Share your work here ✅

Brilliant stuff ! We can clearly see that you’ve enjoyed building this classifier. Thank you for sharing the details and also telling us a bit more about different art styles. :raised_hands:

While we’re at it, I also have some questions around some of the things you’ve raised/mentioned. Perhaps people with more experience in the current fastai library can clarify / talk more about it, and/or provide pointers to documentation/blogs etc.

I’ve been in a similar situation working on a project this week (dataset: 1024x1024px). I first thought that it would probably make sense to pre-resize images, so that the training loop could “feed the GPU” faster. But then, I thought of using the RandomResizedCrop augmentation, which would introduce more variation to the training process. As far as I understand, this is done in-memory on CPU per item (aug_transforms). Am I correct in understanding that there would be no real alternative to pre-compute this step ? (the equivalent pre-sizing technique using up a lot of disk space to create more randomly-resized-and-cropped training data, and still it wouldn’t really cover the possibilities of on-the-fly every-time randomisation.)

I also would like to experiment with this and understand this better. Right now, I used the RandomResizedCrop to 512px to get better results than 224px, the number being somewhat arbritary.

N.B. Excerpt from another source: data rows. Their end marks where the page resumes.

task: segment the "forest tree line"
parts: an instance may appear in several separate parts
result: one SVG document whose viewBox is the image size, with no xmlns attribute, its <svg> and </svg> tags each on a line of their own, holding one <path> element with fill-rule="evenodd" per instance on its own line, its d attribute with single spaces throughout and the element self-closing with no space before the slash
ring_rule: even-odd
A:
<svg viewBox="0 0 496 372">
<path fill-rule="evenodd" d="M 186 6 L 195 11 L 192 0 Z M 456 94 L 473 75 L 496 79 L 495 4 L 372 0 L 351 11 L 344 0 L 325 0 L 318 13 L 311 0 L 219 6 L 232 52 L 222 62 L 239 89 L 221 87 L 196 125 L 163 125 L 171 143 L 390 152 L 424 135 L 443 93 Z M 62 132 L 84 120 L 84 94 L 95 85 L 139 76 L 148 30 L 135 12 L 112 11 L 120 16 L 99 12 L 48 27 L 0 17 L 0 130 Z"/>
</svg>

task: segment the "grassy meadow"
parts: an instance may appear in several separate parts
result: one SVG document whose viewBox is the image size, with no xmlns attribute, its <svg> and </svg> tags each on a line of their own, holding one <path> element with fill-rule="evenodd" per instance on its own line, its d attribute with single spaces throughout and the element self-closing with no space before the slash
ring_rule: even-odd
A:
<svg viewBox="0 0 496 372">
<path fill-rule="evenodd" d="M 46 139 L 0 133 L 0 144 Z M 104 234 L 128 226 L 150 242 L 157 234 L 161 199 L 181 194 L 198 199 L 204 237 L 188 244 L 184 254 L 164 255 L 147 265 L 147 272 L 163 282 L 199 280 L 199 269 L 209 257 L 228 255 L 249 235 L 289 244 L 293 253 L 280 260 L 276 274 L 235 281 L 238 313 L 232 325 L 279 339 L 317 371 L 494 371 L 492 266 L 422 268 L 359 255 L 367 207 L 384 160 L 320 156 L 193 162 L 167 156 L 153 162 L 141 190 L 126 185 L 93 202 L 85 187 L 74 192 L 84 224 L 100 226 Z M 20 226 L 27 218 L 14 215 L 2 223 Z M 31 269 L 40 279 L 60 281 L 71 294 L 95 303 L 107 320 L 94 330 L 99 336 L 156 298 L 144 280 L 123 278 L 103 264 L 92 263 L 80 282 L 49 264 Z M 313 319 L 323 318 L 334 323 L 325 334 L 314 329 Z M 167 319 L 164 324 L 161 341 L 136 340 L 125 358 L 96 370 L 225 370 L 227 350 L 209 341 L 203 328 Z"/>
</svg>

Is there a good post/article that talks about how resizing affects the training process, mostly in terms of model performance(in terms of loss/metrics), perhaps also providing general hints on how to go about resizing when starting out with a baseline all the way to fine-tuning ?

It’s been a while since I’ve used the lib, so I’m just trying to figure out these details that might seem obvious to the “actively been using fastai” people here. Cheers and thanks in advance ! :clinking_glasses:

4 Likes

Wow! amazing work! and thanks for sharing! I really enjoyed playing around with the HF space and top three really do seem to get the jist of the piece.

While playing around with this, I had the idea that using something like this, it might even be possible to separate out the fakes from originals for a given artist?

1 Like
4 Likes

FYI: I’m refactoring my “Is it a Marvel Character” image regression model one session at a time, making sure to note from what lesson each refactoring comes from.

Why am I doing this?
As we are introduced to new ways of improving our models each week, it can be confusing remembering where we learned about each of them. When you want to dive deeper into one of these improvements and revisit the particular lesson where it is covered, frankly, it can be difficult to find out where that was. I’m hoping to remedy some of this by releasing new versions of my Kaggle notebook and indicating the lesson from which each change derives.

Anyways, hopefully this will be of value to some folks (it is for me at least).

Just added the bits learned from session 2 with a twist: Showing you how to clean up data used in a regression task (rather than the multiclassification task discussed in session 1)

:man_superhero: Notebook: Is it a Marvel Character? | Kaggle

:woman_superhero: HF Space: Is it a Marvel Character? - a Hugging Face Space by wgpubs


Btw, this is the last time I spam this post in the forums. If you want to follow, follow … if not, no worries :slight_smile:

8 Likes

This stimulates a naive idea to simply the process.
A function RandomResizedCropToMatchGPU() might be useful. This would use the GPU memory size to determine optimal crop-size to maximally use the GPU, maybe even adjust dynamically if needed. Downside may be varying results depending on where code runs.

1 Like

This week (post lesson 2) I created a few deployed MVP demos showcasing things I’ve learned so far, uploading them to the Huggingface Hub and using a Gradio Demo hosted on Huggingface Spaces.

I first created a ‘Space’ showcasing a simple classification app, got it running on Spaces (here) and then used the inference API to adapt one of the Github Pages examples (here). (Thanks to @nuvic for the base example and thanks to @ilovescience for the HF/Gradio blog tutorial… both super useful!)

I then decided to think a bit bigger and made a HF Spaces MVP application that showcases two models.

This MVP app runs two models to mimic the experience of what a final deployed version of the project might look like.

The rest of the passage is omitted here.